Randomness and Integral Forcing

Consider a system described by a multi-dimensional state vector x. The evolution of x is governed by a set of equations in the form of dx/dt. x is a component of x. F(x(t)), the differential forcing of x, is a deterministic function of x. The solution of such a system often exhibits randomness, where the solution at one time is independent of the solution at another more distant time. This study investigates the mechanism responsible for such randomness. We do so by exploring the integral forcing of x, G_T(t) = ∫_t^t+T F(x(t′))dt′, which links the solution at two distant times, t and t+T.
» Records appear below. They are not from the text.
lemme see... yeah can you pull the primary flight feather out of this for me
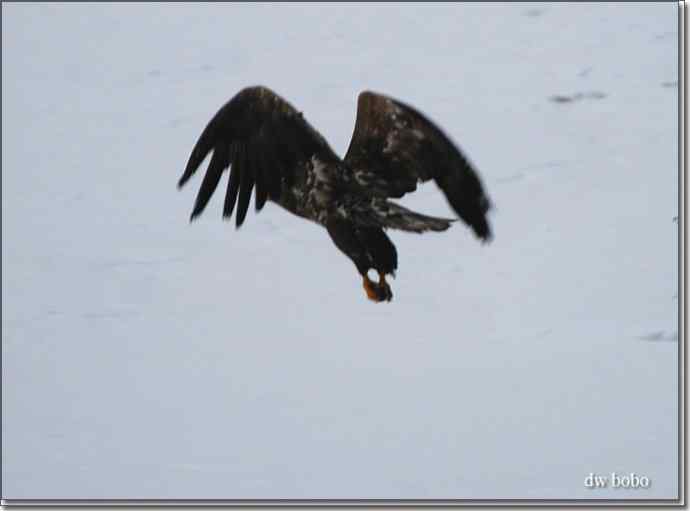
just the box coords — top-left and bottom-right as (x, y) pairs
(178, 85), (493, 302)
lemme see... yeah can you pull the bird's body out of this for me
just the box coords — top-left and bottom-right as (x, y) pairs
(178, 86), (492, 302)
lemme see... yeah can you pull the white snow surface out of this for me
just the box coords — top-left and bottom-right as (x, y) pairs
(2, 2), (679, 500)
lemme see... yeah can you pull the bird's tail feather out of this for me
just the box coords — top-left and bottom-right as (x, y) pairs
(373, 201), (455, 233)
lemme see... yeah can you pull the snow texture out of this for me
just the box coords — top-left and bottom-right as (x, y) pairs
(2, 2), (679, 500)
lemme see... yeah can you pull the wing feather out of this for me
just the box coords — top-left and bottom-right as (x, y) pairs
(262, 147), (283, 201)
(344, 91), (492, 240)
(234, 144), (254, 228)
(189, 142), (231, 221)
(252, 143), (269, 212)
(178, 86), (336, 226)
(222, 143), (241, 219)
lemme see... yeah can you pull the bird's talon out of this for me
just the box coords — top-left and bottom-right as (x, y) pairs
(362, 275), (393, 303)
(378, 272), (393, 302)
(363, 276), (381, 302)
(380, 282), (393, 302)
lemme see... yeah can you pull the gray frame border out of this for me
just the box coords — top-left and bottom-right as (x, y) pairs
(1, 1), (686, 507)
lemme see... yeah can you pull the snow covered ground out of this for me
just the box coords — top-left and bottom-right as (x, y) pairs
(2, 2), (679, 501)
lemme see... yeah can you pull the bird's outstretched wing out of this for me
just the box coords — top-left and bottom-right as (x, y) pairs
(344, 91), (492, 240)
(178, 86), (337, 227)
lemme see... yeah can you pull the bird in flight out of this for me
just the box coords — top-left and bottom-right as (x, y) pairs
(178, 86), (492, 302)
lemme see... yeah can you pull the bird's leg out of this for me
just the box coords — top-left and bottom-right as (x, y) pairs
(362, 274), (382, 302)
(378, 271), (393, 302)
(361, 271), (394, 303)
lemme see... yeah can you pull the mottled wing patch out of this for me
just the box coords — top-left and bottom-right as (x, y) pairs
(343, 91), (493, 240)
(178, 86), (339, 228)
(344, 93), (432, 197)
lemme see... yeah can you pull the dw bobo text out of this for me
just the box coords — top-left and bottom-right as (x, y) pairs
(584, 472), (651, 489)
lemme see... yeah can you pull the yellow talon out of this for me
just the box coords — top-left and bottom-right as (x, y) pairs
(362, 272), (393, 302)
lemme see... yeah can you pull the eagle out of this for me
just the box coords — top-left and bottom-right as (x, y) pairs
(178, 86), (492, 302)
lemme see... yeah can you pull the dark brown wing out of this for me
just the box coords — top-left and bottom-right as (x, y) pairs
(178, 86), (337, 227)
(344, 91), (492, 240)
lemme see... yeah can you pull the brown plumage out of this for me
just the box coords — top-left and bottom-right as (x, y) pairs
(178, 85), (493, 302)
We show that, for a system in equilibrium, G_T(t) can be expressed as G_T(t) = c_T+d_T x(t) +f_T(t), which consists of (apart from the constant c_T) a dissipating component d_Tx(t) with a negative d_T and a fluctuating component f_T(t). This expression aligns with the idea of the fluctuation-dissipation theorem that for a system in equilibrium, anything that generates fluctuations must also damp the fluctuations. We show further that for a sufficiently large value of T, G_T(t) emerges as a unified forcing. This forcing has a dissipating component characterized by d_T = –1 and a fluctuating component that resembles a white noise. The evolution of x from time t to time t+T, which is described by x(t+T)=x(t)+G_T(t) nominally, is then described by x(t+T) = c_T+f_T(t). This evolution is random, since x(t+T) is independent of x(t). This evolution is also irreversible, since the dissipating component of G_T(t) cancels with x(t) little by little and eventually completely by the time when G_T(t) emerges and generates x(t+T). The unified forcing results from interactions of x(t) with other components of x that are completed during the forward integration over the time span [t,t+T). It represents a forcing that cannot be included in the differential forcing F. In general, randomness and irreversibility are inherent features of a multi-dimensional physical system in equilibrium.